Yesterday I noticed that the moon was new but was so focused on deadlines that I didn’t give it much thought.  Then, this morning, I noticed a trend in my Facebook Newsfeed.  So many of my friends were breaking old habits, paring down their friends list, making peace with the past, and looking inward to see what they truly wanted from the world, their work, and their lives.  How perfectly in tune with the spirit of the new moon, yet these were not ‘good pagans’.  Many of them weren’t even pagan at all.  They were just people, doing what came naturally to them.

Surprised, I took a second look at the list of things I meant to do today.  Clear out email.  Catch up on my freelance jobs.  Finish the few nagging tasks I’ve been putting off. Clear off my cluttered bulletin board….  Wow.  Everything I had planned to do could be classified as cleansing and clearing.  I had planned my whole day around letting go of the things I no longer needed and making room for new the new things and new tasks that I felt were coming and while I knew that the moon was new and the month was ending, I didn’t consciously plan my day around the fact.  I was only doing what felt natural, just as my various Facebook friends were only doing what came naturally to them. Without even trying, we had set the pattern of our day to the rhythm of the world.

Months end and seasons change.  The moon will wax to full and then wane again.  And while I will still try to acknowledge these events and to mark their passing when I can, I won’t blame myself when I do not, because being a good pagan isn’t about remembering dates or checking calendars.  It is about learning, growing, celebrating, honoring the divine and attuning ourselves with the natural patterns and rhythms of the world even if that means just doing what comes naturally.

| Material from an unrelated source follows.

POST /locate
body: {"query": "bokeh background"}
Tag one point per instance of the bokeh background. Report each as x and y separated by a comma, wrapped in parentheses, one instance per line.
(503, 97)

3 Responses to “The New Moon and The Mundane”

  1. Denise Thompson
    08.30.11 at 07.10 #

    Very nicely said! What a gift to yourself and your child!!
    I would love to be in tune with the rythms of the earth. The coming of a season, the leaving of another. The promise of renewal with the arrival of spring……….I feel that on my walks and trail rides.

  2. Angelique Mroczka →
    08.31.11 at 07.47 #

    Don’t even get me started on the date. I just had to go get a planner to keep track of the PWC schedule because my “Mommy Brain” comes and goes. Probably should add in the Sabbats and moons, but instead of doing what is expected, I just do what my body tells me to do.

  3. brinnablaine
    08.31.11 at 10.22 #

    Thank you. It’s a learning process. We have to learn to control our minds, bodies, and schedules, and then learn when to let go and just do what comes naturally. It’s funny how equally difficult they can be.